Afaik, you can pass va_list
by value (and maybe by pointer?).
This brings me to my first question: Is passing va_list
by reference legal and does it work as expected?
Anyway, appendFoo()
calls vsprintf()
in its definition and clang-tidy gave the following warning: Function 'vsprintf' is called with an uninitialized va_list argument [clang-analyzer-valist.Uninitialized]
. The definition of appendFoo()
look basically like this:
void appendFoo(const char * fmt, va_list& rVaList) {
// retracted: allocate buffer
vsprintf(buffer, fmt, rVaList);
// errorhandling
// de-allocate buffer
}
(Yes, the return value of vsprintf
is ignored and errors are "handled" another way.
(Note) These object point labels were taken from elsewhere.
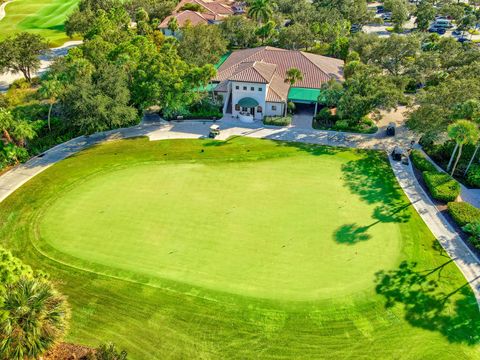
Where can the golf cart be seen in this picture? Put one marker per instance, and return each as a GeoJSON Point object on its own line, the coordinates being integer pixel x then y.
{"type": "Point", "coordinates": [391, 129]}
{"type": "Point", "coordinates": [214, 131]}
{"type": "Point", "coordinates": [397, 153]}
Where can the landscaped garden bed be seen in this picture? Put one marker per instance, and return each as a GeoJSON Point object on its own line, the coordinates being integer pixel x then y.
{"type": "Point", "coordinates": [239, 245]}
{"type": "Point", "coordinates": [277, 120]}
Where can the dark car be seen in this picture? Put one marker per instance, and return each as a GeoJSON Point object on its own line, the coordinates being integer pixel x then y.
{"type": "Point", "coordinates": [355, 28]}
{"type": "Point", "coordinates": [397, 153]}
{"type": "Point", "coordinates": [464, 40]}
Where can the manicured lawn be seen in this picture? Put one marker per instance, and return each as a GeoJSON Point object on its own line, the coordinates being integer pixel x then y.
{"type": "Point", "coordinates": [44, 17]}
{"type": "Point", "coordinates": [241, 249]}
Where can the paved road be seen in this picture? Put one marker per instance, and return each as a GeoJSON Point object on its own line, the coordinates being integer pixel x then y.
{"type": "Point", "coordinates": [448, 238]}
{"type": "Point", "coordinates": [6, 79]}
{"type": "Point", "coordinates": [466, 260]}
{"type": "Point", "coordinates": [2, 9]}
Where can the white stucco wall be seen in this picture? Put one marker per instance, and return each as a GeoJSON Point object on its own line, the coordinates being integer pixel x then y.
{"type": "Point", "coordinates": [279, 111]}
{"type": "Point", "coordinates": [240, 93]}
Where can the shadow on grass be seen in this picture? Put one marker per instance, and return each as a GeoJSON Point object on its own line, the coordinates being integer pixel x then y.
{"type": "Point", "coordinates": [453, 314]}
{"type": "Point", "coordinates": [351, 234]}
{"type": "Point", "coordinates": [371, 178]}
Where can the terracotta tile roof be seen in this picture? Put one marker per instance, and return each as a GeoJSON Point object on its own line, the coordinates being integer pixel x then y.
{"type": "Point", "coordinates": [211, 10]}
{"type": "Point", "coordinates": [316, 69]}
{"type": "Point", "coordinates": [222, 86]}
{"type": "Point", "coordinates": [183, 17]}
{"type": "Point", "coordinates": [277, 90]}
{"type": "Point", "coordinates": [256, 71]}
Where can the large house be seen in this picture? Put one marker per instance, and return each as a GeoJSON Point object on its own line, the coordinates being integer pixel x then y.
{"type": "Point", "coordinates": [252, 81]}
{"type": "Point", "coordinates": [197, 12]}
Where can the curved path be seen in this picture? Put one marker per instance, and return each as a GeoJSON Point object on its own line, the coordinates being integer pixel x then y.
{"type": "Point", "coordinates": [465, 259]}
{"type": "Point", "coordinates": [2, 9]}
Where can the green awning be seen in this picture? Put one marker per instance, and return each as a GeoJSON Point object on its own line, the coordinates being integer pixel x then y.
{"type": "Point", "coordinates": [248, 102]}
{"type": "Point", "coordinates": [222, 59]}
{"type": "Point", "coordinates": [305, 95]}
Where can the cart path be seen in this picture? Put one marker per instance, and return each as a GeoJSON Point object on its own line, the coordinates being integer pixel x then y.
{"type": "Point", "coordinates": [2, 9]}
{"type": "Point", "coordinates": [467, 262]}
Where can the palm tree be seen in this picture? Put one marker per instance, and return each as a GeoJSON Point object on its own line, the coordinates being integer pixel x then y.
{"type": "Point", "coordinates": [173, 25]}
{"type": "Point", "coordinates": [35, 319]}
{"type": "Point", "coordinates": [463, 132]}
{"type": "Point", "coordinates": [23, 131]}
{"type": "Point", "coordinates": [260, 10]}
{"type": "Point", "coordinates": [6, 121]}
{"type": "Point", "coordinates": [50, 90]}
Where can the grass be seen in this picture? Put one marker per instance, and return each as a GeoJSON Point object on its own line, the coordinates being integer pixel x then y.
{"type": "Point", "coordinates": [44, 17]}
{"type": "Point", "coordinates": [241, 249]}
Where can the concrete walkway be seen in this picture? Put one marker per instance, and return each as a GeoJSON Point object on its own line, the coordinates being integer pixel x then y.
{"type": "Point", "coordinates": [466, 260]}
{"type": "Point", "coordinates": [448, 238]}
{"type": "Point", "coordinates": [2, 9]}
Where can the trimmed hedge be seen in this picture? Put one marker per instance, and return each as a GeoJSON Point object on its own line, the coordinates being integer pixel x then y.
{"type": "Point", "coordinates": [277, 120]}
{"type": "Point", "coordinates": [463, 213]}
{"type": "Point", "coordinates": [441, 186]}
{"type": "Point", "coordinates": [473, 176]}
{"type": "Point", "coordinates": [421, 162]}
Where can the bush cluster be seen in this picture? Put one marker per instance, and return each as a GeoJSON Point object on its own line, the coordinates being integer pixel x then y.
{"type": "Point", "coordinates": [421, 162]}
{"type": "Point", "coordinates": [441, 186]}
{"type": "Point", "coordinates": [463, 213]}
{"type": "Point", "coordinates": [473, 176]}
{"type": "Point", "coordinates": [277, 120]}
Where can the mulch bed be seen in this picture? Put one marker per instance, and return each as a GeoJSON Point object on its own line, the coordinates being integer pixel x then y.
{"type": "Point", "coordinates": [442, 207]}
{"type": "Point", "coordinates": [64, 351]}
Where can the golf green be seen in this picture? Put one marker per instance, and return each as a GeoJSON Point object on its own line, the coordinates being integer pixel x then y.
{"type": "Point", "coordinates": [243, 248]}
{"type": "Point", "coordinates": [44, 17]}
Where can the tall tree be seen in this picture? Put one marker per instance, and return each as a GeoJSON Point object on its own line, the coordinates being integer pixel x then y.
{"type": "Point", "coordinates": [239, 31]}
{"type": "Point", "coordinates": [35, 319]}
{"type": "Point", "coordinates": [260, 10]}
{"type": "Point", "coordinates": [462, 132]}
{"type": "Point", "coordinates": [21, 52]}
{"type": "Point", "coordinates": [201, 44]}
{"type": "Point", "coordinates": [6, 123]}
{"type": "Point", "coordinates": [50, 90]}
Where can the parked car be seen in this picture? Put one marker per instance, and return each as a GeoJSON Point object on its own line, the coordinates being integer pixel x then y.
{"type": "Point", "coordinates": [463, 40]}
{"type": "Point", "coordinates": [443, 23]}
{"type": "Point", "coordinates": [355, 28]}
{"type": "Point", "coordinates": [439, 31]}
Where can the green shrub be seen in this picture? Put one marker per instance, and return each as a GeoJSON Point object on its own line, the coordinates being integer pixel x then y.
{"type": "Point", "coordinates": [277, 120]}
{"type": "Point", "coordinates": [421, 162]}
{"type": "Point", "coordinates": [473, 175]}
{"type": "Point", "coordinates": [463, 213]}
{"type": "Point", "coordinates": [341, 125]}
{"type": "Point", "coordinates": [441, 186]}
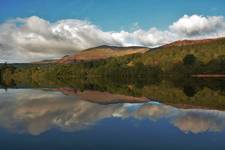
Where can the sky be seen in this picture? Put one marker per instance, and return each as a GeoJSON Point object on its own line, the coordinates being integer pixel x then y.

I'm fixing it ...)
In particular, no va_copy
, va_start
, etc. are called.
Removing the reference and passing va_list
by value, i.e. changing the signature to void appendFoo(const char * fmt, va_list rVaList);
, eliminates the clang-tidy warning.
This brings me to my second question: Is the warning produced by clang-tidy if va_list
is passed by reference a false-positive or is there is actually a problem in passing va_list
as reference?
PS: This question is not a duplicate of varargs(va_list va_start) doesn't work with pass-by-reference parameter. The OP of that question passes an argument by reference to a function taking a va_list. I'm asking about va_list itself being passed as a reference. Oh, well.